Gonzales testified that he does not recall ever having a conversation with/hearing from either Bush or Rove, about Fitzgerald. Durbin, who evidently still thinks that Fitzgerald was somehow ‘ranked’ ‘not distinguished,’ asked Gonzales point-blank, “Was that fair to Pat Fitzgerald?” Gonzales’ answer was fully to the point. Three points, in fact: first, he recused himself from matters involving the Special Prosecutor, given the delicate and sensitive Valerie Plame investigation; second, he would have thought it inappropriate to rank any US Attorney conducting that sensitive an investigation; and third, in Gonzales' opinion, “Fitzgerald is an outstanding prosecutor.”
(The Washington Post still has not corrected the misimpression it set loose around the world, has not replied to my inquiries on the topic, and has not apologized to readers. More on all that later. By coincidence, WaPo reporter Dan Eggen was among those seated at the press table with me today --- seems like a nice guy --- not looking jubilant when this line of questioning arose. Durbin and Eggen did not return to the hearing after lunch break. Maybe they spent part of the afternoon clarifying the chronology of that misguided ‘insider’ story. Meanwhile, it is making its way into gospel around the Chicago area, and even into legal cases. But more on that later, also.)

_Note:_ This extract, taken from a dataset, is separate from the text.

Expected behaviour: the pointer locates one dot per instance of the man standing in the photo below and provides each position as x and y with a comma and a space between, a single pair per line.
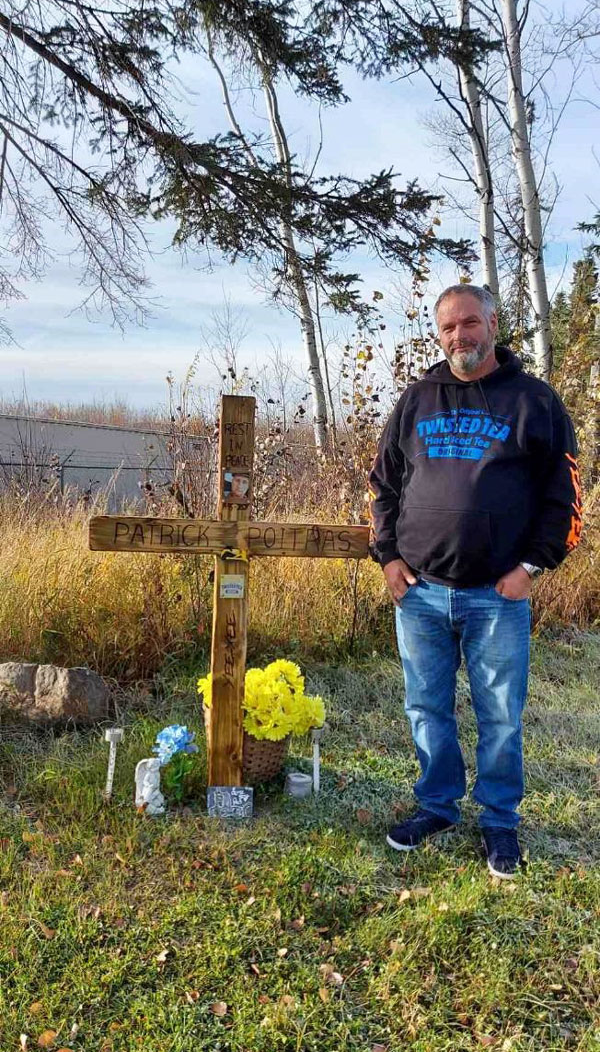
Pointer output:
475, 490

The quick moral of the hearing today, IMHO, is that Dems should pursue the malfeasance of the White House directly, without using the hapless Gonzales as a means to an end. Do not pass Go; do not try to go through Gonzales. Question the WH directly, do it firmly, and exact a promise from Charles “Chuck” Schumer that he will not talk for two years.
On the other hand, Senator Sheldon Whitehouse (D-RI) was good again, as he was last time. Whitehouse inquired about the definition of “improper reasons” for the firings used by both Sampson and Gonzales – that is, to interfere in a “particular” case. I have wondered about that question myself. As Whitehouse pointed out, with that definition, “you’ve set the bar way low for yourself.” Gonzales didn't dispute the point, and seemed to concur.
A couple of last points: among matters NOT made much of were the firings of Kevin Ryan of the Northern District of California, one of the seven, and of Thomas di Biagio of Maryland, one of the eight. (Remember when there were eight controversial firings?) By all accounts, that seems to be because those two firings were highly justified.
There was some mention of the possibly thousands of missing White House emails, and Gonzales said clearly that any Republican National Committee email accounts used for White House business would be, by law, "presidential records" and, thus, should be preserved.
I have some questions about big topics, relevant to the DoJ, that could possibly be illuminated by that mass of emails. I am going to be on Peter B. Collins’ radio show at 8:00 EST tonight. I hope to raise some avenues for inquiry if time permits.